Ne yazık ki yarın alacağı program ve zorlu eğitim nedeniyle ustası isteksizce onun akşam 21.00'de dönmesine izin verdi.
“Usta, şimdi geri dönüyorum.”
“Evet. ve bilmeni isterim ki sana sadece bir ay boyunca temel bilgileri öğreteceğim. Gerisi senin kendi çalışman olacak. Elbette seni altı ay boyunca gözlemleyip uzaktan tavsiyelerde bulunacağım. Bunun dışında yani bir daha sahneye çıkacağımı sanmıyorum.”
“Neden?”
“Eh, benim de bir nedenim var.”
“…” Theo aşağıya baktı, biraz üzgün hissediyordu. Aralarındaki bağ sadece birkaç gün önce kurulmuş olmasına rağmen sanki bir yıldan fazla bir süredir ilerlemiş gibi hissediyordu.

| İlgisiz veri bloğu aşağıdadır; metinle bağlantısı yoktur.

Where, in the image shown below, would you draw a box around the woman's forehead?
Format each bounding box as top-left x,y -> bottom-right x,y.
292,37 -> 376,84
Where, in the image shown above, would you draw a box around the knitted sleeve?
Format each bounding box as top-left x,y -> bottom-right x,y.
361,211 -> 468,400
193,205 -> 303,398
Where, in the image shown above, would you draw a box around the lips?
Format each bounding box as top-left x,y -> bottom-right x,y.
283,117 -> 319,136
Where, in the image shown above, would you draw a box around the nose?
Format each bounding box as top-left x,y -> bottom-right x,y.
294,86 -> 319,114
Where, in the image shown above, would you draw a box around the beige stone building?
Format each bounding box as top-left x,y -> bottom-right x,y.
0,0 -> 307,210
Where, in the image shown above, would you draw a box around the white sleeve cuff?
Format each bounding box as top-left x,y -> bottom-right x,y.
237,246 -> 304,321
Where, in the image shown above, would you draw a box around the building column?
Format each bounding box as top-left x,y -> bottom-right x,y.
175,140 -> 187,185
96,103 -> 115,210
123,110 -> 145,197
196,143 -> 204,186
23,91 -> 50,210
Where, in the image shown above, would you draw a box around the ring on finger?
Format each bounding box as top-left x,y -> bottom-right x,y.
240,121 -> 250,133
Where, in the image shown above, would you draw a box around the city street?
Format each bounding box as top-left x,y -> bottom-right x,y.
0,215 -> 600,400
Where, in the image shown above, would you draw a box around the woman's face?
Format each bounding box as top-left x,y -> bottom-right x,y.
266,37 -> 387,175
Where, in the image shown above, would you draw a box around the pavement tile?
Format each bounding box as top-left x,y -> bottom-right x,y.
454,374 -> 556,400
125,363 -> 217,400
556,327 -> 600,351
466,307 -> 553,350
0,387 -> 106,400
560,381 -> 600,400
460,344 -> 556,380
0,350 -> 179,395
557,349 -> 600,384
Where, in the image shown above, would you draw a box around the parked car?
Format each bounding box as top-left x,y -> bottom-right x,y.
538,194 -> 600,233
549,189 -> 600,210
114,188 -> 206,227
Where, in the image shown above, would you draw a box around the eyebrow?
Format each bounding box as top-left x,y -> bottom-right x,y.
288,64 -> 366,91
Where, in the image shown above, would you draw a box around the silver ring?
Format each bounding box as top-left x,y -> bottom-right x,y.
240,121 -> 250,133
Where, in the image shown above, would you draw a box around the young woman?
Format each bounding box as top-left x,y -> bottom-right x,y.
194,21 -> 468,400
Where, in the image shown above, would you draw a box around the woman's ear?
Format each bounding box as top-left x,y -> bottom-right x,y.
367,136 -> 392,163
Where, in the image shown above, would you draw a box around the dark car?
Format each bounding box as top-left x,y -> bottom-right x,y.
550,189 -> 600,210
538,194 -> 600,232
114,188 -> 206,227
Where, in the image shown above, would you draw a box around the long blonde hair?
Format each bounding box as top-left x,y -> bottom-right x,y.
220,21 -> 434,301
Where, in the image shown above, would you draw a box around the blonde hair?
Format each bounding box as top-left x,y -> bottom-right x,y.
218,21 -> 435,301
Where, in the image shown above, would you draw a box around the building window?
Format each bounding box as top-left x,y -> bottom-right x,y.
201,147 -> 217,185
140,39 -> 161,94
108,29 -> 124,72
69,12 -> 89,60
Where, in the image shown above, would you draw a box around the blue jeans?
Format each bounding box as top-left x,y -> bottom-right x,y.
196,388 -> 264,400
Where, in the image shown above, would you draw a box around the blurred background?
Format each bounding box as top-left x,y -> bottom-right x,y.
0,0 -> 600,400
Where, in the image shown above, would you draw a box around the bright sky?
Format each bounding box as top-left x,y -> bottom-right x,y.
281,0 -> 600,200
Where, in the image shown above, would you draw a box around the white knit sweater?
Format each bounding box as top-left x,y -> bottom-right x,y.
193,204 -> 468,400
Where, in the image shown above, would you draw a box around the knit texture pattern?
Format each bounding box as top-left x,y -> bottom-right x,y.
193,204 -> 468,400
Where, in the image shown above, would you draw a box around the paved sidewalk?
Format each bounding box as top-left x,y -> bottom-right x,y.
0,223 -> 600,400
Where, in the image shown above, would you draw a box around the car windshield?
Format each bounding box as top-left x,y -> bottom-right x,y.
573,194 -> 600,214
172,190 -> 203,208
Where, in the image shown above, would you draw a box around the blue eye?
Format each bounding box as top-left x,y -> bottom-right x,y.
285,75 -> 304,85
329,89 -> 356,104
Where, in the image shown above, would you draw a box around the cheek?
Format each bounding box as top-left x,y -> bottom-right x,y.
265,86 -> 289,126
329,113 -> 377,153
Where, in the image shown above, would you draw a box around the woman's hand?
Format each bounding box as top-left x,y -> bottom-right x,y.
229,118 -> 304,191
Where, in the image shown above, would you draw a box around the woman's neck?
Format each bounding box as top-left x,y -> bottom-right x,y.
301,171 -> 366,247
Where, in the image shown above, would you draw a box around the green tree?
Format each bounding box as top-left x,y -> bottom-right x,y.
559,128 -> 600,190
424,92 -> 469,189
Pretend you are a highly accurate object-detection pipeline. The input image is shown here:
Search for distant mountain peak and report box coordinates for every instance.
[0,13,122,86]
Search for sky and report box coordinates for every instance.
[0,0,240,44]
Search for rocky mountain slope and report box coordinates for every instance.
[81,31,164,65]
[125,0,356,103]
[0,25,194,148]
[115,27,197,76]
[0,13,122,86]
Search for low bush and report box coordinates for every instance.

“Üzülme. Bu süre zarfında hala seninleyim, bu yüzden ertelemeye cesaret etme, olur mu? Yoksa benim gazabımla yüzleşirsin.”
“Evet. Usta'nın programına göre eğitime devam edeceğim.”
“İyi.” Gülümsedi ve omuzlarını okşadı.
“O halde yarın Usta'yı göreceğim.”
“Aslında Alea Eilric hakkında söyleyecek bir şeyim var.” Ona söylemekte tereddüt ettiği için gözlerini kıstı.
“Ne var usta?”
“Ona yetişmenin hiçbir yolu yok. Senin seviyen ve dövüş yeteneğin ona göre hala çok düşük. Ancak senin içinde ona ulaşmanı sağlayacak bir şeyin olduğuna inanıyorum. Bunu ben de gördüm. bunu kendin anlamalısın. Bunu yaptığında ona bir tasma tak…” Sırıttı ve boynunu kavradı, tasmanın boynunda nasıl bir his uyandırdığını taklit etti. “Mısın?”